El mercado cinematográfico de China ha cerrado 2025 con una salud envidiable, alcanzando los 7.410 millones de dólares en recaudación. Según el informe anual de Maoyan Entertainment, esta cifra supone un incremento del 22% interanual, dejando atrás la incertidumbre de años anteriores. El gran motor de esta recuperación ha sido la animación, un género que ya representa casi el 50% de los ingresos totales del país. El fenómeno local 'Ne Zha 2' ha sido el gran protagonista absoluto, logrando recaudar más de 2.130 millones de dólares y convirtiéndose en la película de animación más taquillera de la historia a nivel global en un solo territorio.
Por su parte, 'Zootrópolis 2' de Disney ha demostrado que las franquicias de Hollywood aún tienen fuerza en China si logran conectar con el público familiar. Con 558 millones de dólares recaudados en suelo chino, la secuela de Judy y Nick ha sido el estreno extranjero más exitoso del año. Juntas, estas dos producciones han marcado un ejercicio donde la "lealtad del fan" y la revisualización (espectadores que acuden varias veces a ver la misma cinta) han alcanzado niveles nunca vistos.

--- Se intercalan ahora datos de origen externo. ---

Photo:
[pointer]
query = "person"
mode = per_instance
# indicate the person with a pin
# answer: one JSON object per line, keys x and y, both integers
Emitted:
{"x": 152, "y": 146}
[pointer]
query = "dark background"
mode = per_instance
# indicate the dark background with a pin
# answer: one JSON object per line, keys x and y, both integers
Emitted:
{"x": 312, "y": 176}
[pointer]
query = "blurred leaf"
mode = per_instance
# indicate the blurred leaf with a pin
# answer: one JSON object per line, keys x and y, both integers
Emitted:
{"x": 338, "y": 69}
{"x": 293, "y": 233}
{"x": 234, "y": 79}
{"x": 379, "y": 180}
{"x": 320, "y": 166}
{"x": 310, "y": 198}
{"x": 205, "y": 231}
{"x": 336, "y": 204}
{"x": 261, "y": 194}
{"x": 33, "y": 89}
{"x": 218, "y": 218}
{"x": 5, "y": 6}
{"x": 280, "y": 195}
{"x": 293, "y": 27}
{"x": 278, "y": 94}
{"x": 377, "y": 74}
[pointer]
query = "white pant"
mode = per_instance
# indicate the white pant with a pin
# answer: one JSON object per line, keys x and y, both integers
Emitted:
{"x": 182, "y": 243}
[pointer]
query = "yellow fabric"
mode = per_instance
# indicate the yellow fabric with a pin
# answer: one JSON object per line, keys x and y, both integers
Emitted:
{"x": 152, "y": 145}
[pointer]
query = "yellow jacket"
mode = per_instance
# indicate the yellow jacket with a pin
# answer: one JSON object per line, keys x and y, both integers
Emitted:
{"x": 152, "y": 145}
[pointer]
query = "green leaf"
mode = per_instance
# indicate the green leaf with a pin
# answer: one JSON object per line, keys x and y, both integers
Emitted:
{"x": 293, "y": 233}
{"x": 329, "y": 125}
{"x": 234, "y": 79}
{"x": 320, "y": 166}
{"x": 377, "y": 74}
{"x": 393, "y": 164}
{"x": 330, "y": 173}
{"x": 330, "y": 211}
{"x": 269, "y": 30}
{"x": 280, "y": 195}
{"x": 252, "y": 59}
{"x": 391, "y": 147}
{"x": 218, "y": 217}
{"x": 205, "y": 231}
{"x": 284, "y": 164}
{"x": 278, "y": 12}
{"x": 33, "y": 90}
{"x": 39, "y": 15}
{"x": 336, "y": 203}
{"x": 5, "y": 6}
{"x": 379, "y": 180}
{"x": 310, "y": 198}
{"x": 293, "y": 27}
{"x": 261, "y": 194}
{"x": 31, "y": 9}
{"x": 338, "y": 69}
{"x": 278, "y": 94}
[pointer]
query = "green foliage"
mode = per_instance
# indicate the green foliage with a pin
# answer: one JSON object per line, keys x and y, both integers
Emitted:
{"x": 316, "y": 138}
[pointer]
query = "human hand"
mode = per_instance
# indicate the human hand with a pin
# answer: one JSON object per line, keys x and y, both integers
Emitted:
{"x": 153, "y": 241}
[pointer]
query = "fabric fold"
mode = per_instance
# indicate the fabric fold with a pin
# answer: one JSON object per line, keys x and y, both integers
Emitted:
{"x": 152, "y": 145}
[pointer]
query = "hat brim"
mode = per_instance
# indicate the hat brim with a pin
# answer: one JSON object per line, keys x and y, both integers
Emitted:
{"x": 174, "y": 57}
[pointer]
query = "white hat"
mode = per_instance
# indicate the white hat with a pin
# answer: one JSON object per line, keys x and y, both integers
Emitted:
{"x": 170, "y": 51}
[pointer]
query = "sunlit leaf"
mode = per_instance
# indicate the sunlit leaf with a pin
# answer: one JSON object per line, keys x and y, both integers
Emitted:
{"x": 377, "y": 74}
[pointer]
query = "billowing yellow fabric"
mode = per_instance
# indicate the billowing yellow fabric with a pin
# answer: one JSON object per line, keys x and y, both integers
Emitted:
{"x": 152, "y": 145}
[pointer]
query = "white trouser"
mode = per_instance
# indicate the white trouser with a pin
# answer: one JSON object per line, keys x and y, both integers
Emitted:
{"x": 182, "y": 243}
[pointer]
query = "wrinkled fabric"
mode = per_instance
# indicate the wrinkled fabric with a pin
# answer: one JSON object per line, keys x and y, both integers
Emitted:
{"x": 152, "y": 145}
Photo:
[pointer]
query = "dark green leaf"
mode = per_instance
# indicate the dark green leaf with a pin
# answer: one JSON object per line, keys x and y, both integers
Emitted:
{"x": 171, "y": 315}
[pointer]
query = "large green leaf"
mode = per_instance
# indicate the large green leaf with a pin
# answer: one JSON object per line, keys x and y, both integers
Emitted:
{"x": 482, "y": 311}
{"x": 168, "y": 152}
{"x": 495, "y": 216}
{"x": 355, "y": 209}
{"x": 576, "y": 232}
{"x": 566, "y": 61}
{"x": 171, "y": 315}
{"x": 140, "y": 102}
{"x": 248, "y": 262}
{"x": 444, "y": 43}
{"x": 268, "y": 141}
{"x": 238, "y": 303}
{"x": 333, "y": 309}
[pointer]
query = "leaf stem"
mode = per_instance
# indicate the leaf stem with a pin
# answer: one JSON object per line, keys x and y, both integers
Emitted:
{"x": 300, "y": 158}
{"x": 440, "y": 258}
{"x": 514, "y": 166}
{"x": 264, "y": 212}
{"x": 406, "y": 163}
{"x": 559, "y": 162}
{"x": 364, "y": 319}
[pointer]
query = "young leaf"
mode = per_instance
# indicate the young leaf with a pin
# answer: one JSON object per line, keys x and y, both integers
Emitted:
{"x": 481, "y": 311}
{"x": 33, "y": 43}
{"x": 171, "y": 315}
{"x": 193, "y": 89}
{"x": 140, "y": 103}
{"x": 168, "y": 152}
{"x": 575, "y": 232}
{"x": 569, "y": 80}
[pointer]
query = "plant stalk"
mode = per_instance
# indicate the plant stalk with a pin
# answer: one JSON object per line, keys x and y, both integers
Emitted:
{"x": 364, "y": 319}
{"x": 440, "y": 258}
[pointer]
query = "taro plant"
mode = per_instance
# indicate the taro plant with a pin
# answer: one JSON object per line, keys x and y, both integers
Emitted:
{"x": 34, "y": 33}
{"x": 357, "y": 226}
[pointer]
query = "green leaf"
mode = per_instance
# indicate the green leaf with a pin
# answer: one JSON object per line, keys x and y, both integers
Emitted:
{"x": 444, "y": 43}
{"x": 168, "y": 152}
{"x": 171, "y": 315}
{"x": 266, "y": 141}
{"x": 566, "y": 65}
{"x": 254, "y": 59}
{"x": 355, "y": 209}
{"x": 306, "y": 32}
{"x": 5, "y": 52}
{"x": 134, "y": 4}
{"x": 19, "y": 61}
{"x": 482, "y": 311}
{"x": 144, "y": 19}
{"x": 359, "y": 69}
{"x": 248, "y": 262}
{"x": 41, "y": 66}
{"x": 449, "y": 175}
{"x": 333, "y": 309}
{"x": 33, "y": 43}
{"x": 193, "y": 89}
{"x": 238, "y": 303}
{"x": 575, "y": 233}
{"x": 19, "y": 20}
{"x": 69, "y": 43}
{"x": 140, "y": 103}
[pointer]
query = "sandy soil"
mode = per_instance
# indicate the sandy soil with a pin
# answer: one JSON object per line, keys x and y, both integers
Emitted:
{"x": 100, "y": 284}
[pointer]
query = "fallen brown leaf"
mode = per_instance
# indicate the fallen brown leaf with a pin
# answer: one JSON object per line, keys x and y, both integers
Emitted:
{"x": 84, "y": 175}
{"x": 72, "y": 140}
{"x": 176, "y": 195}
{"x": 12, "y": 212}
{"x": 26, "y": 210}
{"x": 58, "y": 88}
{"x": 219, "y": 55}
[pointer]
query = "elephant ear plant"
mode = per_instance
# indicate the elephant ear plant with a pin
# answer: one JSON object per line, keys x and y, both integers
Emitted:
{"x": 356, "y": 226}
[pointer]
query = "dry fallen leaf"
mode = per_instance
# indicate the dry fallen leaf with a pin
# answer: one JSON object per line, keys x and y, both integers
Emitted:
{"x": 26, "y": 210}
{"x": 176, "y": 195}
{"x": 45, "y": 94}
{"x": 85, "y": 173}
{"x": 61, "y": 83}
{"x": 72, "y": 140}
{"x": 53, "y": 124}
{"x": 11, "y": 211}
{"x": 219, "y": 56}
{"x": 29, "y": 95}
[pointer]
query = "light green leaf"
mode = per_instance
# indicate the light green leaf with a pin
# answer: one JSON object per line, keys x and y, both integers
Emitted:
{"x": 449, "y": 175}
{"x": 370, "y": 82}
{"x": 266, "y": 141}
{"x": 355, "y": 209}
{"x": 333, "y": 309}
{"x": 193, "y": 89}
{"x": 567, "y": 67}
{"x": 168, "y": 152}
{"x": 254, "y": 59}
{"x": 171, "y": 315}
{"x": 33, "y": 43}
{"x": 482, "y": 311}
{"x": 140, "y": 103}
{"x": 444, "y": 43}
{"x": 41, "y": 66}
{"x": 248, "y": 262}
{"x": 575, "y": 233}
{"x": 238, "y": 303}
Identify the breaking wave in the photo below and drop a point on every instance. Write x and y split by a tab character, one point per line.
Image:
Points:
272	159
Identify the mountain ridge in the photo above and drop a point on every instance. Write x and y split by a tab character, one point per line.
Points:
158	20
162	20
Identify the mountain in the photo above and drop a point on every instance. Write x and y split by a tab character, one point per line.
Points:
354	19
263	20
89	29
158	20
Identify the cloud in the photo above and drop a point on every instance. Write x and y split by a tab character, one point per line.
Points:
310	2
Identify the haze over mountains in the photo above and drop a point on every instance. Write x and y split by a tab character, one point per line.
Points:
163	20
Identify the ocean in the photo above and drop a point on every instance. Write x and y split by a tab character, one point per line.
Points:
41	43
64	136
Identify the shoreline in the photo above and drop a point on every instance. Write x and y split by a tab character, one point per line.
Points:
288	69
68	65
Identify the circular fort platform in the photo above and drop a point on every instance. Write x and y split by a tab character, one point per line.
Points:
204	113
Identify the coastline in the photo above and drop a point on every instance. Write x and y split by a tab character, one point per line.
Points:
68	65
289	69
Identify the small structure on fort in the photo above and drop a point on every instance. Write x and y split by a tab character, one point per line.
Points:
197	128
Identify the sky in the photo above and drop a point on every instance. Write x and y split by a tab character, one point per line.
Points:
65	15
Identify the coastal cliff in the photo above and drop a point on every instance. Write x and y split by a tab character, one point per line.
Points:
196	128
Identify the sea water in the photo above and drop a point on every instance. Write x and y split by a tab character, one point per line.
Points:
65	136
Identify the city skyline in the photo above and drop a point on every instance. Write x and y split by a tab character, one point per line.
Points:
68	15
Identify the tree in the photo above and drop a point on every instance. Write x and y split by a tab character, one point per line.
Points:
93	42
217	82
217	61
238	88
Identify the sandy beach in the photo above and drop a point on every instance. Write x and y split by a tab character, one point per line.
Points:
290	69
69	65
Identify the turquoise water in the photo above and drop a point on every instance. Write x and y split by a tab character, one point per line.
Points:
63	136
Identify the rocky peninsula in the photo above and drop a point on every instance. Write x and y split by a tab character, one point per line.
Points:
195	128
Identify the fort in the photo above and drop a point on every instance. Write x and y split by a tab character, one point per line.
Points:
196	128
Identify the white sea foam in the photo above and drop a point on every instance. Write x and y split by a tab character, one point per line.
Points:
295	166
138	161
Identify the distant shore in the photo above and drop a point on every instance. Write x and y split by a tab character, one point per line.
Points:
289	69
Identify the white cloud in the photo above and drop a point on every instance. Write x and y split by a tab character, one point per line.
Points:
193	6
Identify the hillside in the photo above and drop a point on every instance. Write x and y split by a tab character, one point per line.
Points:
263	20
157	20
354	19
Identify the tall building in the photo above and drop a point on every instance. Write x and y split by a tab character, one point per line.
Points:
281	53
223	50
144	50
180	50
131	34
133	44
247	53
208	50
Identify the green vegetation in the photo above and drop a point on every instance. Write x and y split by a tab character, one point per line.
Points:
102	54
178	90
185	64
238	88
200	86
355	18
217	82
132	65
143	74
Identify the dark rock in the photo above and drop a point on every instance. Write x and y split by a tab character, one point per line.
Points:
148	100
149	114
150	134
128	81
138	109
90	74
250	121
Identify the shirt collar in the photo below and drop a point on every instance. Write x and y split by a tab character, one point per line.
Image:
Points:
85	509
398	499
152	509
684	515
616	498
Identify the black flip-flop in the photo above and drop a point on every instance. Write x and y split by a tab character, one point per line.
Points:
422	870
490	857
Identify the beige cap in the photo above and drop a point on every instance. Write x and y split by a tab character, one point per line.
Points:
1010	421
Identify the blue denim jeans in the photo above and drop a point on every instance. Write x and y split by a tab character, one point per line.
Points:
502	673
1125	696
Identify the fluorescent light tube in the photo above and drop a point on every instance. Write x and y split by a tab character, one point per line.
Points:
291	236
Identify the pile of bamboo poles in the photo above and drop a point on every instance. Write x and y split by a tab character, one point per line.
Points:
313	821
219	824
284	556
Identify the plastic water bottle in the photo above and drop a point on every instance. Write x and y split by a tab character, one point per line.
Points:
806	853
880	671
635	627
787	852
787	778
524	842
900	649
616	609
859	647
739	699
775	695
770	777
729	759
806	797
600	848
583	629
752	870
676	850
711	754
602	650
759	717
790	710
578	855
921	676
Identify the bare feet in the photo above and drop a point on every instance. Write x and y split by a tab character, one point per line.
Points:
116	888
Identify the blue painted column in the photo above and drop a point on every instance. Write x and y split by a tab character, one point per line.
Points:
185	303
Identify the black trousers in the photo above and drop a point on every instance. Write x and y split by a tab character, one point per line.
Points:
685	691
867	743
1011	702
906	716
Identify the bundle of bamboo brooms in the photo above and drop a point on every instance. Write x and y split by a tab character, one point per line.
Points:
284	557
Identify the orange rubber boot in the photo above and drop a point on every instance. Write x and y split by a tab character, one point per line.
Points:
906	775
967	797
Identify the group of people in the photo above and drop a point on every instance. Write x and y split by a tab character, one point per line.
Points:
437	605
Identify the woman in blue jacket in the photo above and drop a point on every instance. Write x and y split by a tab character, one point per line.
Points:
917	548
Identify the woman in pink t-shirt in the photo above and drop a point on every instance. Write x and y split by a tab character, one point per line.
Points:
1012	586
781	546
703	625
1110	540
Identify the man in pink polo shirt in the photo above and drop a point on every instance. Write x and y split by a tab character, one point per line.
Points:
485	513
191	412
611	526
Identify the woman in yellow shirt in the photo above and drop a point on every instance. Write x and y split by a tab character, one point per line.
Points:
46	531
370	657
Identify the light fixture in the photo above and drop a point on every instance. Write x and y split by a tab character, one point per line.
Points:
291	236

Polarización y nuevas tendencias de consumo
A pesar de estas cifras récord, el informe destaca una creciente polarización. Mientras que los grandes eventos cinematográficos arrasan, las películas de presupuesto medio están sufriendo para encontrar su sitio. El público chino parece concentrar su gasto en grandes "blockbusters", dejando poco espacio para las historias pequeñas. Además, se observa un declive en el interés por las franquicias de superhéroes tradicionales, lo que obliga a los estudios a buscar narrativas más frescas y pegadas a la vida cotidiana.
Otro dato relevante es el crecimiento de los cines en las ciudades de provincias, que han alcanzado su máximo de contribución en cinco años. Esto indica que el cine se ha consolidado como la opción de ocio preferida fuera de las grandes metrópolis. Para los analistas, 2025 ha demostrado que el modelo clásico de taquilla ya no es una garantía; ahora se premia la innovación visual y la conexión emocional, una lección que la industria de Hollywood deberá aprender de su competidor asiático.